No Offer or Solicitation

This communication is for informational purposes only and is not intended to and does not constitute an offer to sell, or the solicitation of an offer to subscribe for or buy, or a solicitation of any vote or approval in any jurisdiction, nor shall there be any sale, issuance or transfer of securities in any jurisdiction in which such offer, sale or solicitation would be unlawful prior to registration or qualification under the securities laws of any such jurisdiction. No offer of securities shall be made except by means of a prospectus meeting the requirements of Section 10 of the Securities Act of 1933, as amended, and otherwise in accordance with applicable law.

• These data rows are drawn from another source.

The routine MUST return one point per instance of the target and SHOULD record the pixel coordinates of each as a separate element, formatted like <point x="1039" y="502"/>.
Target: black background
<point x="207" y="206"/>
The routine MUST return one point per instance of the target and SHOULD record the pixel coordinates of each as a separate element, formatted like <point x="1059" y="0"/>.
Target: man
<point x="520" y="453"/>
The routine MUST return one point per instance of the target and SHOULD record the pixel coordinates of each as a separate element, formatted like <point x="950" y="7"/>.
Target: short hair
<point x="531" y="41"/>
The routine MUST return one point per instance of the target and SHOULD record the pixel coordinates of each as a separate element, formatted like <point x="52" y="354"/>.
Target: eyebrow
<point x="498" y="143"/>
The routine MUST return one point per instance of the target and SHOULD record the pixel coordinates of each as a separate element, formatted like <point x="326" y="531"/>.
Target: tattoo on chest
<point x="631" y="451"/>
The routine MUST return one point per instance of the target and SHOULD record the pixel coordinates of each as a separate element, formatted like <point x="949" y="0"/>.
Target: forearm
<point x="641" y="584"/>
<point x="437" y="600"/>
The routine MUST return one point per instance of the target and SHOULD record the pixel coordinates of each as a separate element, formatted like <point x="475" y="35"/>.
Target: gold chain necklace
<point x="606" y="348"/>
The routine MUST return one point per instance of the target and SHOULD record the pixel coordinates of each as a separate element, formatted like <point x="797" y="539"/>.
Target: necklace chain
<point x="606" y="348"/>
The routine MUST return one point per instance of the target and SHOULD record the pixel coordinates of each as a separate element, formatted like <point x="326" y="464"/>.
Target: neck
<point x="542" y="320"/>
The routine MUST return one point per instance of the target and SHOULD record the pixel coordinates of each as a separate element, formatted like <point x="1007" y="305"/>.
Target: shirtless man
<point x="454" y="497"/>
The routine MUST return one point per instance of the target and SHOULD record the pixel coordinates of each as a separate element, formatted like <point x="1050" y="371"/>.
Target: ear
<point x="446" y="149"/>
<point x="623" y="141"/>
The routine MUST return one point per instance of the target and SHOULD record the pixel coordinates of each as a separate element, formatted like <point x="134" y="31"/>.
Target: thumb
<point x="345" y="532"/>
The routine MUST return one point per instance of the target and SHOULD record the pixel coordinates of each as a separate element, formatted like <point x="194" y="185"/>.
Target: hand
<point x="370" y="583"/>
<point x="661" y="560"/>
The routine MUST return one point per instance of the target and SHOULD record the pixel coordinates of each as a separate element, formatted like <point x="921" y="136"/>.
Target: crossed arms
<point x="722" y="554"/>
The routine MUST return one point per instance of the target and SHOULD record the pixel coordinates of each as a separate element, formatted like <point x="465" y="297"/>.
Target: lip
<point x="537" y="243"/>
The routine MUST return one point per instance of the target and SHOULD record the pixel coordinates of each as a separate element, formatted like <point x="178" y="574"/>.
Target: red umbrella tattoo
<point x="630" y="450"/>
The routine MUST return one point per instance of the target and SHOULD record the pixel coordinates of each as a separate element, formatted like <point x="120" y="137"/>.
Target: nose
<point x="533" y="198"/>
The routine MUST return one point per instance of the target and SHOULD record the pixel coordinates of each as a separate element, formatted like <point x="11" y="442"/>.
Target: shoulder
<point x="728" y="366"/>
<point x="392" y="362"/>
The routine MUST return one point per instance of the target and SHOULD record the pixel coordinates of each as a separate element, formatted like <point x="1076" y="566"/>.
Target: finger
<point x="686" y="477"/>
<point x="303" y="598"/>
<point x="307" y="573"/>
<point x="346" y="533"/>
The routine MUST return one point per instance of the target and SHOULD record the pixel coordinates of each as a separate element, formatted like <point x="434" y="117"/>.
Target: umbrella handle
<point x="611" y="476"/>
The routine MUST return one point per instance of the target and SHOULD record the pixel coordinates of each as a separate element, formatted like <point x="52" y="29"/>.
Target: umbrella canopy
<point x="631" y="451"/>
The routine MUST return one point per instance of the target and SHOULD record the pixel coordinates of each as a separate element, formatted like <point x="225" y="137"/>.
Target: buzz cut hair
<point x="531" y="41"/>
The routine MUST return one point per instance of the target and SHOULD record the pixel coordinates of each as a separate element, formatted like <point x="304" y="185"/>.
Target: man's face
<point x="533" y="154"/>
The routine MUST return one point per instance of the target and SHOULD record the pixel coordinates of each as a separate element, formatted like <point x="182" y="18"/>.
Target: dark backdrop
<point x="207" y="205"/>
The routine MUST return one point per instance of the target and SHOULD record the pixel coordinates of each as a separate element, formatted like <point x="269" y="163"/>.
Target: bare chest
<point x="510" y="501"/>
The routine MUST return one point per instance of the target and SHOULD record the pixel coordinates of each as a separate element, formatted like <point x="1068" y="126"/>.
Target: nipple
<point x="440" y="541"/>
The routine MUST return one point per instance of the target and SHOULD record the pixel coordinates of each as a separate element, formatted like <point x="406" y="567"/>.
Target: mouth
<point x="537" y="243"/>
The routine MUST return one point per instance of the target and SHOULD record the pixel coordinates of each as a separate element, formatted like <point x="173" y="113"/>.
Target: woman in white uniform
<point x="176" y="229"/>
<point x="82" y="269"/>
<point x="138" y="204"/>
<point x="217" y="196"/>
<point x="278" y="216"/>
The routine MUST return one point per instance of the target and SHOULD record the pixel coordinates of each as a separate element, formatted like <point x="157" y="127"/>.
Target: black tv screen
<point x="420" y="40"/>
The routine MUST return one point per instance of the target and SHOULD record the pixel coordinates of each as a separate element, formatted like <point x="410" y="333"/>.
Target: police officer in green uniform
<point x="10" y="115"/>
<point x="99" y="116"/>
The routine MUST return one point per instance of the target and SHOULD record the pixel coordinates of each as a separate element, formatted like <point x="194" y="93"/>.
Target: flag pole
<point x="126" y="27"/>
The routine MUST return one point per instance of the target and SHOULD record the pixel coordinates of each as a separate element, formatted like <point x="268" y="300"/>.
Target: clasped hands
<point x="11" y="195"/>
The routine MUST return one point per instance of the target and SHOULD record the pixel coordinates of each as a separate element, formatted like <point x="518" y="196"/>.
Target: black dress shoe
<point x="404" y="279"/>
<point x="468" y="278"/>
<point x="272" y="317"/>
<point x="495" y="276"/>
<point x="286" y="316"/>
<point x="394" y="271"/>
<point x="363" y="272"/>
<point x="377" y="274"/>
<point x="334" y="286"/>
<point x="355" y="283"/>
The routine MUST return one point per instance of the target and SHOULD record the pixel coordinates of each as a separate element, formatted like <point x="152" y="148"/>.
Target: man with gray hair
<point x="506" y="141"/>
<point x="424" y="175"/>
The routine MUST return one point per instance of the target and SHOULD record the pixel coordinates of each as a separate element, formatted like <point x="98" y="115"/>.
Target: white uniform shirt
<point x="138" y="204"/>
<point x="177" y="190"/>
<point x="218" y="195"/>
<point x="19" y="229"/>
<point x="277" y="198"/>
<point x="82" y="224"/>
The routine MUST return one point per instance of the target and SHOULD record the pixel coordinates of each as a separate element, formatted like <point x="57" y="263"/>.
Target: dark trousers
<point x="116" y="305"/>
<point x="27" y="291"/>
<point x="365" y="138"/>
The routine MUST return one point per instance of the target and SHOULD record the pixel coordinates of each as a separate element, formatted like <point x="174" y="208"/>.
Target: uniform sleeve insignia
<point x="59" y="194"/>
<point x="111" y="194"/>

Participants in the Solicitation

SJW Group, Connecticut Water and certain of their respective directors and officers, and other members of management and employees, may be deemed to be participants in the solicitation of proxies from the holders of SJW Group and Connecticut Water securities in respect of the proposed transaction. Information regarding SJW Group’s directors and officers is available in SJW Group’s annual report on Form 10-K for the fiscal year ended December 31, 2017 and its proxy statement for its 2018 annual meeting dated March 6, 2018, which are filed with the SEC. Information regarding Connecticut Water’s directors and officers is available in Connecticut Water’s annual report on Form 10-K for the fiscal year ended December 31, 2017, and its proxy statement for its 2018 annual meeting dated April 6, 2018, which are filed with the SEC. Investors may obtain additional information regarding the interest of such


participants by reading the Form S-4 and the joint proxy statement/prospectus and other documents filed with the SEC by SJW Group and Connecticut Water. These documents are available free of charge from the sources indicated above.